Sul suo contachilometri personale, i numeri sono altissimi. Cifre su cifre, a disegnare un cammino che è iniziato e non si è mai arrestato. Se una matita tracciasse i suoi spostamenti nel mondo, la linea che verrebbe fuori attraverserebbe tanti paesi e avrebbe le sembianze dell'impronta lasciata sul selciato dalle ruote della bicicletta, compagna di viaggi ideale, unica, inseparabile. Accarezzata dal vento dolce della primavera, sotto il sole cocente d'estate o nel freddo tagliente dell'inverno, vicino ad Adriano Spinozzi c'è sempre lei, la sua bicicletta, per un'avventura che guarda a traguardi lontani ed è costellata di bei ricordi e un amore viscerale nato per caso da ragazzino.
La passione
Viene da lontano quella passione. Precisamente da un'epoca in cui le due ruote, per un Adriano poco più che quattordicenne, erano quelle del motorino «comprato con le ottantamila lire che avevo guadagnato nelle estati precedenti andando ad aprire e chiudere, tutti i giorni per tre mesi, gli ombrelloni di uno degli chalet di Lido di Fermo - comincia - fu una grandissima gioia poterlo cavalcare per strada, per non parlare della soddisfazione di averlo guadagnato pezzo per pezzo. Era una sorta di reliquia sacra: dal lunedì al venerdì era chiuso in garage al riparo da qualsiasi intemperie lo potesse scalfire. Poi arrivava il weekend e finalmente, con la benedizione di mio padre, potevo farlo uscire dal suo guscio e godermelo un po'. Ricordo ancora il tragitto tra casa mia, a San Michele, e Porto San Giorgio: la strada aveva il sapore della libertà, dell'emancipazione, dell'avventura. Arrivati a destinazione, gonfio di orgoglio parcheggiavo il mio bolide con cura alla stazione e via a godere di quel divertimento e quella spensieratezza che, al ritorno, avrei prolungato in sella al mio motorino. Era vero amore - scherza Spinozzi - talmente tanto forte, che era un vero peccato viverlo solo per due giorni a settimana. Così, ben presto, intrapresi una routine che ai miei genitori rimase oscura per diverso tempo.
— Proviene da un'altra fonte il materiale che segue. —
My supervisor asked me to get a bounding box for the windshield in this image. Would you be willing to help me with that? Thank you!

Durante la settimana, approfittando dell'assenza di mio padre e di mia madre impegnati a lavoro, scendevo quatto quatto in garage e, sfidando davvero la sorte e una punizione che, se scoperto, sarebbe di certo stata a dir poco severa, liberavo il bolide dalle sue catene, salivo a bordo e mi avventuravo sulla sua sella su e giù per le strade di San Michele e dintorni».
La storia
«Filò sempre tutto liscio, almeno fino alla volta in cui, facendo motocross in zona Valle Oscura, caddi a terra e ruppi le forcelle.
Tra le tante figure che gravitavano intorno a quell'attività, c'era quella di un distinto signore che forniva alla fabbrica accessori per le calzature a cui un giorno, il proprietario raccontò della grande delusione calcistica che avevo vissuto poco prima quando, vista la mia abilità con il calcio, feci il provino per entrare nel Torino ma fui scartato perché, da centrocampista quale ero, non soddisfacevo il loro bisogno di trovare una punta. Gli chiese se potesse fare qualcosa per farmi ritrovare il sorriso spento da quella delusione e, dopo avermi chiesto quanto fossi alto, tornò con una bicicletta meravigliosa. Fu amore a prima vista, nonché l'inizio di una carriera ventennale (debutto nel Gruppo Ciclististico Faleriense a 14 anni nella categoria allievi, per poi approdare a quella juniores classificandosi, a 18 anni, tra i primi cinque in categoria) che mi ha fatto girare il mondo, conoscere persone eccezionali, regalato soddisfazioni enormi».